Федотов, заметивший ее испуг, сказал:
— Да, я тоже думаю, что лучше в другом месте поговорить. Давайте пройдем на верхнюю палубу. Там сейчас никого нет.
На верхней палубе действительно было до непривычного пустынно, тихо, и даже в маленьком круглом бассейнчике «лягушатнике» не плескались дети. Вилен Александрович провел совсем сникшую Зину Полещук под тент, жестом пригласил сесть.
— Зина, вы мне в дочери годитесь, так что давайте договоримся говорить только правду. Как видите, я уже в возрасте, скоро дедушкой, наверное, буду, а старость, как известно, добросердечна и душой отходчива. Так что поверьте: зла я вам не желаю, ну а если и были у вас какие огрехи в прошлом — постараемся их исправить. Главное — чтобы не рос этот снежный ком, который может привести к чему угодно. Хорошо?
Полещук понуро кивнула головой.
— Ну вот и прекрасно, — сказал Вилен Александрович и спросил: — Зина, почему вы хотите списаться с судна?
Девушка еще ниже опустила голову, и Федотов увидел, как по ее лицу скатились две слезинки.
— Я не хочу, не хочу уходить отсюда, — сквозь слезы заговорила Зина — Но и не могу, понимаете, не могу здесь больше работать.
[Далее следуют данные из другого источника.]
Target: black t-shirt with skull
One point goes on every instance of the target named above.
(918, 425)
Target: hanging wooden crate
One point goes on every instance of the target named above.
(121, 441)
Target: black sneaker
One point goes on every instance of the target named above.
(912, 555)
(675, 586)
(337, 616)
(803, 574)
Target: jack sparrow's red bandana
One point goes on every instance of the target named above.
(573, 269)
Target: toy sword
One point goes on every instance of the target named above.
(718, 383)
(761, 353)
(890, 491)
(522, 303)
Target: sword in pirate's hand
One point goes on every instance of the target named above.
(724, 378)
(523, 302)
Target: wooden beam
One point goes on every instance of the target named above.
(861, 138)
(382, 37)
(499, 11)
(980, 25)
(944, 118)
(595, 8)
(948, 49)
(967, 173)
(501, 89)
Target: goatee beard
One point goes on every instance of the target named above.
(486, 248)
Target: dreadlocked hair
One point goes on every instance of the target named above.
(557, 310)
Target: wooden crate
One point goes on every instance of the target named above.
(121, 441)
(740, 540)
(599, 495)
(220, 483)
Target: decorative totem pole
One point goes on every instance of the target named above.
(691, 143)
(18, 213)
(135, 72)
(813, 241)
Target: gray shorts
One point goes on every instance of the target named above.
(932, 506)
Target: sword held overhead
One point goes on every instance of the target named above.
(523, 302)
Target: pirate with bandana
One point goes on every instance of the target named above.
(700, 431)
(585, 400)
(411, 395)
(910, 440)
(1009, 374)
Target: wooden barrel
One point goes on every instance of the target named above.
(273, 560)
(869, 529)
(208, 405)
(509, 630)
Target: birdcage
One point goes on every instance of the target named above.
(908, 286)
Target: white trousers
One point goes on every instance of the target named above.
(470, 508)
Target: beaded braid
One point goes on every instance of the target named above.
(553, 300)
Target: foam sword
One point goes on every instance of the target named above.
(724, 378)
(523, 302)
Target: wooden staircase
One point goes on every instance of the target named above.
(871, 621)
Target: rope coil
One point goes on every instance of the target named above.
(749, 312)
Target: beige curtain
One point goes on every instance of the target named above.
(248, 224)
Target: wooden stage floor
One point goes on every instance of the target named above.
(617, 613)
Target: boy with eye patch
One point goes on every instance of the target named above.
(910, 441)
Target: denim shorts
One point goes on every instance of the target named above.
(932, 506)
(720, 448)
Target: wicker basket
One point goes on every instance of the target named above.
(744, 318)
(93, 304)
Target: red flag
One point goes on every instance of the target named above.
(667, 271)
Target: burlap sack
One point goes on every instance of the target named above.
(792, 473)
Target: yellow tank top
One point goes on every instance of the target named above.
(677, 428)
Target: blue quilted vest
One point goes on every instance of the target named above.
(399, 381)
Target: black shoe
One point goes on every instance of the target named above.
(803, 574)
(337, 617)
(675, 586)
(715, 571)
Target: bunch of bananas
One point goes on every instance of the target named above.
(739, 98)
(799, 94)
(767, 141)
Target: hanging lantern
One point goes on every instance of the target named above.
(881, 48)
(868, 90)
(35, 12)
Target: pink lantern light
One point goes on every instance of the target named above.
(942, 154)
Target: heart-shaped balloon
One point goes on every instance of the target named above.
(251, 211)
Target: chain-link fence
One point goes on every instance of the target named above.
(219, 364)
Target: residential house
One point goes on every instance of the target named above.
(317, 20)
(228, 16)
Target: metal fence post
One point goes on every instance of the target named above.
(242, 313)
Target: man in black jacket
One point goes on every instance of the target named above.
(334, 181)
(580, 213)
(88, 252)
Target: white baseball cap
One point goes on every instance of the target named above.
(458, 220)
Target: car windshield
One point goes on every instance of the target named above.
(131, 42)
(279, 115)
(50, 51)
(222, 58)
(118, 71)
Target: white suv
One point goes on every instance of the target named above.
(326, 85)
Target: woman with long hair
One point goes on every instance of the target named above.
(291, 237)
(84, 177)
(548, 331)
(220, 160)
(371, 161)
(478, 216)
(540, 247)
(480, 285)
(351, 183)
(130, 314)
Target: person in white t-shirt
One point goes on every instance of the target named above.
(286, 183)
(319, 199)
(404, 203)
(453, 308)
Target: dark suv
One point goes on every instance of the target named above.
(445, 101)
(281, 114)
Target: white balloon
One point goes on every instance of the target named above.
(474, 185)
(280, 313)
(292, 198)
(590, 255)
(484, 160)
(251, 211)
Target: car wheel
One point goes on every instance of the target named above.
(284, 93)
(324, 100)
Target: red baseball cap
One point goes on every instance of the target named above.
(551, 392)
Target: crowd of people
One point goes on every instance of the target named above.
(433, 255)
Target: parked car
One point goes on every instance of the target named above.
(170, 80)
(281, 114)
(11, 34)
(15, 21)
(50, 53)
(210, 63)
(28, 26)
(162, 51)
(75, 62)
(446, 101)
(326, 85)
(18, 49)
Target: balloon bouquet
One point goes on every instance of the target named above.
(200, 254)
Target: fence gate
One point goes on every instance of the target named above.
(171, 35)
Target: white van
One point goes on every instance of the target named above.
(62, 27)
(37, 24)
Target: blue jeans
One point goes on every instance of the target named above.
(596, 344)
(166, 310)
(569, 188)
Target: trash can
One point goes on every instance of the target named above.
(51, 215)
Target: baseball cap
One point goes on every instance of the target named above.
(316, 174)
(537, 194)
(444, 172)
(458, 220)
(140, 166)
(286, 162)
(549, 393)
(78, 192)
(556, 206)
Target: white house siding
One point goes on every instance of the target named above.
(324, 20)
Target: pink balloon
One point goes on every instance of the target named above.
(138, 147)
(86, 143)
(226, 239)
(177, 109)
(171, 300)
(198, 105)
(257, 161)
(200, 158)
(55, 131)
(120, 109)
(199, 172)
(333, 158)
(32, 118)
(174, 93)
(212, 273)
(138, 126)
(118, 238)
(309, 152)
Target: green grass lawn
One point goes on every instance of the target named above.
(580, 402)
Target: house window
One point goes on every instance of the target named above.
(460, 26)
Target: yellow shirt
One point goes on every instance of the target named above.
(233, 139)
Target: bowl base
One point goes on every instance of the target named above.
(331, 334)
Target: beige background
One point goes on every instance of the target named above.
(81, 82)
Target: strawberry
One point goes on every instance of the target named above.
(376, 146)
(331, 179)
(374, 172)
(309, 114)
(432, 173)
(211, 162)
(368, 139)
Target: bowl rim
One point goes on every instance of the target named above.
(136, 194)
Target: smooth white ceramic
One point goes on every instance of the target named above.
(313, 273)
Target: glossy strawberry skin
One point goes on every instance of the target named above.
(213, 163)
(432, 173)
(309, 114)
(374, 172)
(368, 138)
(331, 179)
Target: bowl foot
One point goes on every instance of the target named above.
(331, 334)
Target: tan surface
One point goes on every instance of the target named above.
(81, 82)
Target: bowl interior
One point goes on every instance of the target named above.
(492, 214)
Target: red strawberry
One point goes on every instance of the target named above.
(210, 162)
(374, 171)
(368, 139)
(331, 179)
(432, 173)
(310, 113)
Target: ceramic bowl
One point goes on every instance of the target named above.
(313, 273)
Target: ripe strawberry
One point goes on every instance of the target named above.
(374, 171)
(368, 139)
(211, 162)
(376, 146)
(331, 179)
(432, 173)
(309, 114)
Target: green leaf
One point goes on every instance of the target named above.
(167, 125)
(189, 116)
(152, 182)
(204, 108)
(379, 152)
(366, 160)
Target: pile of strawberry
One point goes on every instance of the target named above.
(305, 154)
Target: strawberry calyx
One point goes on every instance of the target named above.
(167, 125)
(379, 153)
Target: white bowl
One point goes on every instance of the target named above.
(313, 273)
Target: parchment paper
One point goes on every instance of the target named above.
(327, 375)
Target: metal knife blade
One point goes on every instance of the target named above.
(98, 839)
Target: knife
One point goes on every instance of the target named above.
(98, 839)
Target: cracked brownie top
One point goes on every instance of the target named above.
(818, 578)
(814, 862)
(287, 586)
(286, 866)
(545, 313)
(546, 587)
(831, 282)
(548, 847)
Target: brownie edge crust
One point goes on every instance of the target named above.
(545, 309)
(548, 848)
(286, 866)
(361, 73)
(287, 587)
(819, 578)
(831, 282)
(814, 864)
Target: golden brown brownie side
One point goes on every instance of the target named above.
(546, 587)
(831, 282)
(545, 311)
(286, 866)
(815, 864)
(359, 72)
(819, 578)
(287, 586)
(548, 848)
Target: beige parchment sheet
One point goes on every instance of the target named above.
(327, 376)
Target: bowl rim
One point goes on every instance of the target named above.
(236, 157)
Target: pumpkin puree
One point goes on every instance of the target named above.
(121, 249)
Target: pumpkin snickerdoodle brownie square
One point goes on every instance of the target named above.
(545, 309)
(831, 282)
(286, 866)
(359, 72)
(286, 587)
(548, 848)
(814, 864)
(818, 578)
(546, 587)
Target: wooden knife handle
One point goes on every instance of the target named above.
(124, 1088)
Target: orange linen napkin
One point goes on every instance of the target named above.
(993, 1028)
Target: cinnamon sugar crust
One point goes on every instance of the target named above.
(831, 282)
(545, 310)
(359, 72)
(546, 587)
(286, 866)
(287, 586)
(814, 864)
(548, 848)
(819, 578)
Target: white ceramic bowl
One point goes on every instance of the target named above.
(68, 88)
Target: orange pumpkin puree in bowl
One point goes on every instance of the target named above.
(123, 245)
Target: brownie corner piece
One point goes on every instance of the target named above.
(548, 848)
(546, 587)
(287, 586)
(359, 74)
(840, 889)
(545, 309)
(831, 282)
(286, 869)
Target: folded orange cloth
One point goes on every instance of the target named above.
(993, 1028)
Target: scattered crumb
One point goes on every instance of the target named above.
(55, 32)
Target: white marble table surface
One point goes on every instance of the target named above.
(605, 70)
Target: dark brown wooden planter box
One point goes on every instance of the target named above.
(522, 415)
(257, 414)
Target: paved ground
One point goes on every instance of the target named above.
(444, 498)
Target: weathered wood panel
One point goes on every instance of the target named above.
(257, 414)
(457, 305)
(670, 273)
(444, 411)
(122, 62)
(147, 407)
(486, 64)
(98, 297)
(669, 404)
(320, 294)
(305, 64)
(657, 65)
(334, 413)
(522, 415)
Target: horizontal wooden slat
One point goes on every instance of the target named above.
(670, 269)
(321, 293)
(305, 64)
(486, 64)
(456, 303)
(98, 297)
Я ненавижу ее!
— Кого?
— Лисицкую! Это она… она… — Зина запнулась, словно испугавшись чего-то, и, по-детски всхлипывая, заплакала, закрыв мокрое от слез лицо руками.
Федотов дал ей выплакаться, достал платок, вытер им заплаканное лицо девушки.
— Успокойтесь, Зина. И давайте по порядку. Поверьте, я вам только добра желаю.
Зина глубоко вздохнула, подняла на помполита все еще мокрые, со смазанной краской глаза.
— Ну это еще в том году было, — начала она. — Пришли мы в Ниццу, и я вместе со всеми поехала на экскурсию в Монте-Карло. Ну хожу, глазею, в диковинку все, а тут подходит ко мне Ирина Михайловна и говорит: «Тоже небось хочешь так пожить?» Ну я сдуру и говорю: «Ага. Только где ж столько денег-то взять?» А она мне: «Эх ты, дурочка, да ты же на золотом дне сидишь. Вот, скажем, получила ты за свой товар валюту, так ты, дуреха, не беги ее сразу же в кассу ресторана сдавать, а придержи немного и поменяй в порту доллары на турецкие лиры. Доллар-то, он по официальному курсу дороже турецкой лиры стоит. Вот ты и заработаешь на одном только долларе до четырех турецких лир. А уж после этого и сдавай выручку».